Harvest 2017 - Threshing

With three of the five steps in our yearly rice harvest cycle completed (cutting the rice from all but the top of the stalks; drying and tying small bundles of upper rice stalks; and transporting the bundles to one central pile, stacked), it was now time to don my rice harvesting attire: long pants, socks, sneakers, long sleeve shirt, hat, gloves and a t-shirt as mask.

Silly Falang that I am, I used to take part in the threshing at our farms with only shorts, sneakers, socks, and gloves on. Not only did this expose me overly much to the sun, but it also opened my skin up to a good deal of itching and my respiratory system susceptible to particulate matter. I learned, after too many years of this, to dress up like Kon Thai (Thai people).

While the bundled rice on rice stalks had lain on the ground at our 9 rai rice farm, Thip and I acted as security for the potential harvest. It is not unheard of to have bandits raid unattended fields, once bundling has taken place or especially when piles are made and there’s no one around.

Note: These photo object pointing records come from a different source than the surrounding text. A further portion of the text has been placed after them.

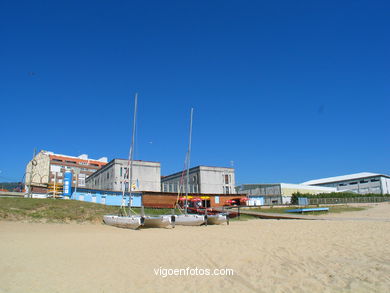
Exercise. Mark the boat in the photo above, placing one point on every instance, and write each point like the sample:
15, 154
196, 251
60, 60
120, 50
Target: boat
160, 221
186, 219
124, 219
128, 222
217, 219
189, 220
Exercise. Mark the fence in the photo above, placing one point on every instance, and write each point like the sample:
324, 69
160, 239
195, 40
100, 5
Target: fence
315, 201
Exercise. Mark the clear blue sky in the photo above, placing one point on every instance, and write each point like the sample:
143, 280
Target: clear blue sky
288, 90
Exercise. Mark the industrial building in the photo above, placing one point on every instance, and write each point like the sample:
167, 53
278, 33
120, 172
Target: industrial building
277, 193
202, 179
47, 169
361, 183
114, 176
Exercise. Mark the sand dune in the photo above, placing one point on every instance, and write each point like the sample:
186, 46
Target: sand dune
266, 256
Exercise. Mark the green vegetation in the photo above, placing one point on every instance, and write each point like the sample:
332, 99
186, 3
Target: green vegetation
59, 210
11, 186
294, 197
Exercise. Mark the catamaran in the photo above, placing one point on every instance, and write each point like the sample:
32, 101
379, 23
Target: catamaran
126, 219
186, 219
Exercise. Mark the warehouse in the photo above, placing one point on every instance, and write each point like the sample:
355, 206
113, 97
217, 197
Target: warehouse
114, 176
362, 183
47, 169
202, 179
277, 193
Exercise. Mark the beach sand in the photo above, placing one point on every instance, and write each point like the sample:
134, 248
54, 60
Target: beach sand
336, 255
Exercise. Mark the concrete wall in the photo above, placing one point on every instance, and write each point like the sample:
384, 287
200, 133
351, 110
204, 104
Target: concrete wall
203, 179
39, 173
146, 176
106, 198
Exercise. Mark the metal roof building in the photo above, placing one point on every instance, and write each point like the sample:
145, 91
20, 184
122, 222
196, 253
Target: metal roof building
362, 183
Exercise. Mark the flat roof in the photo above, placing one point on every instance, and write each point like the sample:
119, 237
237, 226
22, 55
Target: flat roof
343, 178
192, 169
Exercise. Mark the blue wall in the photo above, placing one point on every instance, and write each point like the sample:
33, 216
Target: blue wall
111, 198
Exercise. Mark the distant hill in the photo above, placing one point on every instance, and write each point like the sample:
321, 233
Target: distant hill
12, 186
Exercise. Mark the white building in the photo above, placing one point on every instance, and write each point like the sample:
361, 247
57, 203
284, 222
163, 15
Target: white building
146, 176
361, 183
277, 193
48, 168
202, 179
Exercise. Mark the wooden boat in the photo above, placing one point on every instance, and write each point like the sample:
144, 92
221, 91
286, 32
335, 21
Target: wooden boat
160, 221
189, 220
217, 219
128, 222
124, 220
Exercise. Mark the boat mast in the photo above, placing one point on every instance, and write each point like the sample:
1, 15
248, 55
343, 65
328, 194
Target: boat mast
188, 162
131, 154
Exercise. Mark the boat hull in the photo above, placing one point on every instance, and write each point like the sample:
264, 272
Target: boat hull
216, 219
129, 222
189, 220
162, 221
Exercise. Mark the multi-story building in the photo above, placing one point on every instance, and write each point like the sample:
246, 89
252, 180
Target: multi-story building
361, 183
48, 168
114, 176
277, 193
202, 179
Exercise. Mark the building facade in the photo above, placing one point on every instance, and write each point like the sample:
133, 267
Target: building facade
114, 176
48, 168
202, 179
277, 193
361, 183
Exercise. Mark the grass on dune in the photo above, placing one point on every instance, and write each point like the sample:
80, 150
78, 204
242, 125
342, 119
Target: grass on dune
332, 209
59, 210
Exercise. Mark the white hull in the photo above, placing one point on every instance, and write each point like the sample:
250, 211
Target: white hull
216, 219
129, 222
189, 220
157, 221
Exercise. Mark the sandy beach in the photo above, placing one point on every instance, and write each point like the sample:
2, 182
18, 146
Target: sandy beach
336, 255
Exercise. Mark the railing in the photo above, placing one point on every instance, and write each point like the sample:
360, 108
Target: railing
316, 201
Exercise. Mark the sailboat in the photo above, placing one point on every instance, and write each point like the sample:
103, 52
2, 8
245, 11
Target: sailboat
217, 219
186, 219
127, 220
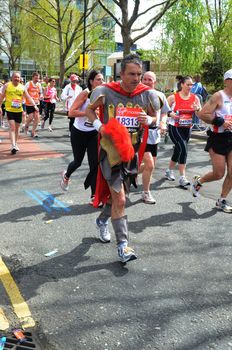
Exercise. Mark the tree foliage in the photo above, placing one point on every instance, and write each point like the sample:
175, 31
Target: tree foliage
58, 25
184, 38
10, 32
219, 49
131, 26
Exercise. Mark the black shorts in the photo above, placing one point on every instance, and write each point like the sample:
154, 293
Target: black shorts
30, 109
152, 149
16, 116
220, 143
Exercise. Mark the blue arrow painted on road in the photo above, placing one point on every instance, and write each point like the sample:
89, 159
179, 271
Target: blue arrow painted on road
47, 200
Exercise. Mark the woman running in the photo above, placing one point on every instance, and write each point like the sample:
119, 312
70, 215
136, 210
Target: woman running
84, 137
183, 105
50, 98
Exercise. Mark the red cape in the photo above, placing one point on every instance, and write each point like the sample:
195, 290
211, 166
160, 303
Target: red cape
102, 193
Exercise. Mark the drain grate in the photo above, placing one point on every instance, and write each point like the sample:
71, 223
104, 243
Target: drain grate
13, 343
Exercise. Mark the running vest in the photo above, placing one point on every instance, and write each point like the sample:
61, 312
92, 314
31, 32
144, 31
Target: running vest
185, 111
225, 112
34, 92
82, 123
51, 92
14, 96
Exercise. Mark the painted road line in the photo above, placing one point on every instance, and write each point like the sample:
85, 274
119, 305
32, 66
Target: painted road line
20, 307
4, 324
62, 205
48, 199
29, 193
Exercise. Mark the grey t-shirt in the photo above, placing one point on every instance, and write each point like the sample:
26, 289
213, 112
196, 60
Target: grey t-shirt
113, 100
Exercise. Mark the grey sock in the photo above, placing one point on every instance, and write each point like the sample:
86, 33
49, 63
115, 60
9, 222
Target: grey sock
120, 229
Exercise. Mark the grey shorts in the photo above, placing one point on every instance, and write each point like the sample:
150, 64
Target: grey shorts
113, 175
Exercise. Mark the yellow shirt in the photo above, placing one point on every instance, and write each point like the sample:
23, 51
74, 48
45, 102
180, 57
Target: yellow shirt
14, 97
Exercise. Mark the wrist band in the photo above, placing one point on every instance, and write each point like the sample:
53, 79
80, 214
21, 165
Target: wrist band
218, 121
149, 120
97, 124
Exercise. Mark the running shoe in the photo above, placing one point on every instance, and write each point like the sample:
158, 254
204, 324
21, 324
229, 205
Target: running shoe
13, 150
103, 231
64, 184
195, 186
224, 206
184, 182
169, 174
125, 253
148, 198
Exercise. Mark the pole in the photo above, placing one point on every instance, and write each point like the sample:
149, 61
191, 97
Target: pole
85, 10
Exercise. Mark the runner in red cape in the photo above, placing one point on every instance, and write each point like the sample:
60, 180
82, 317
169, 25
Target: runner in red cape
102, 189
133, 106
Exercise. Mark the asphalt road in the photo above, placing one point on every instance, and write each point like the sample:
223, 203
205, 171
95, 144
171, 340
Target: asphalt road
176, 295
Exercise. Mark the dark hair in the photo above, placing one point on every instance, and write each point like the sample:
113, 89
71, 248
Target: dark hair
131, 58
91, 76
197, 78
178, 77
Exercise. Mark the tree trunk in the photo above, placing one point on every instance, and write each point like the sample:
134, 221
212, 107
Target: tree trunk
127, 40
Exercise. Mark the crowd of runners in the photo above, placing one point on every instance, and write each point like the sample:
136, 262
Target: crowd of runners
119, 125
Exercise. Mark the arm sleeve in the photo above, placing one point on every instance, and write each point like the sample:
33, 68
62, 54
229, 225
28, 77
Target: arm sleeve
165, 108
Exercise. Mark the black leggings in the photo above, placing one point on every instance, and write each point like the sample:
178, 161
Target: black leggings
82, 141
180, 138
49, 110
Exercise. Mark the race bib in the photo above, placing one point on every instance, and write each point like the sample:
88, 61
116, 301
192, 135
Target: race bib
128, 116
228, 118
16, 103
185, 120
88, 124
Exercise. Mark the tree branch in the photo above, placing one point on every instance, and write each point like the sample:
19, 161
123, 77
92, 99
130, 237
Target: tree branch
44, 36
111, 13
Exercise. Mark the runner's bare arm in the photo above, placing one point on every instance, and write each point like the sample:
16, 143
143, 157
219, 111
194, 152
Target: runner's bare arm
92, 115
26, 94
79, 101
2, 96
171, 102
207, 112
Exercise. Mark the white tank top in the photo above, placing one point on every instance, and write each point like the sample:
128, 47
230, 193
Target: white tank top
225, 112
82, 123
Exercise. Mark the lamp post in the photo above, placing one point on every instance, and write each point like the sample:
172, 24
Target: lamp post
85, 10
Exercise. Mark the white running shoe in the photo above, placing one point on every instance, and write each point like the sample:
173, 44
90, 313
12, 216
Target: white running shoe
184, 182
169, 174
195, 186
64, 184
148, 198
103, 230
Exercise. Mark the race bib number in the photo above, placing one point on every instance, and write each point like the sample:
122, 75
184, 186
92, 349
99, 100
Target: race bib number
16, 103
185, 120
88, 124
228, 118
128, 116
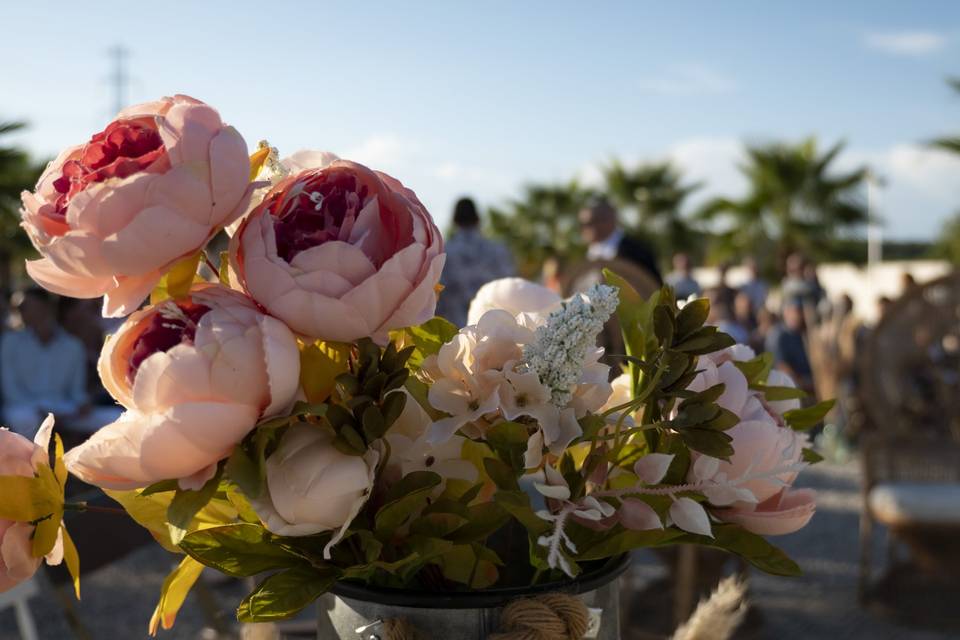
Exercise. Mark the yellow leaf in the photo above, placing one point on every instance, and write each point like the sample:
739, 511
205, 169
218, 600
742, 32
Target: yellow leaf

As more and more family from even distant areas gathered at the farm for the final push, there was a fair amount of food preparation and clean-up performed as crews piled all the rice bundles in a stack in preparation for the thresher. I estimated the bundles to be over 1,000, but that’s just a guess (took two people all day, several days before, to bundle them all).

Thresher and crew are hired and they get a percentage of the take (10%). Family and friends assist, doing as much and more than the thresher crew.

After it’s done, there’s a beer and lao khao (rice whiskey) break, right there in the field next to the thresher and the bagged rice.

Friday, February 2, 2018

Harvest 2017 - Gathering Bundles

After my 17th trip to Lao and after Loy Kratong observances immediately upon my return, it was time to harvest the rice on our farms.

Thip out cutting rice stalks on 9 Rai.

There are five basic phases to each year’s harvest on each farm, which all together take up from one week to two:
  1. Cutting the rice from all but the top of the stalks
  2. Drying and tying small bundles of upper rice stalks
  3. Transporting the bundles to one central pile, stacked
  4. Threshing and bagging
  5. Transport and storage

This year, Thip’s brother Sawt (who organizes the yearly planting and harvesting on both farms) learned that with bigger crews, things not only go quicker but also cheaper.

For instance, 20 people can cut rice on 9 or 8.5 rai in one day. Compare this to five people working 5-6 days (getting slower and slower due to tiredness). Money is saved on days paid and most especially on cost of food provided.

Another thing Sawt has learned is that if you plant and harvest early, there are more people available to hire. When most people are planting or harvesting, crews demand a higher price and there’s less people around to employ.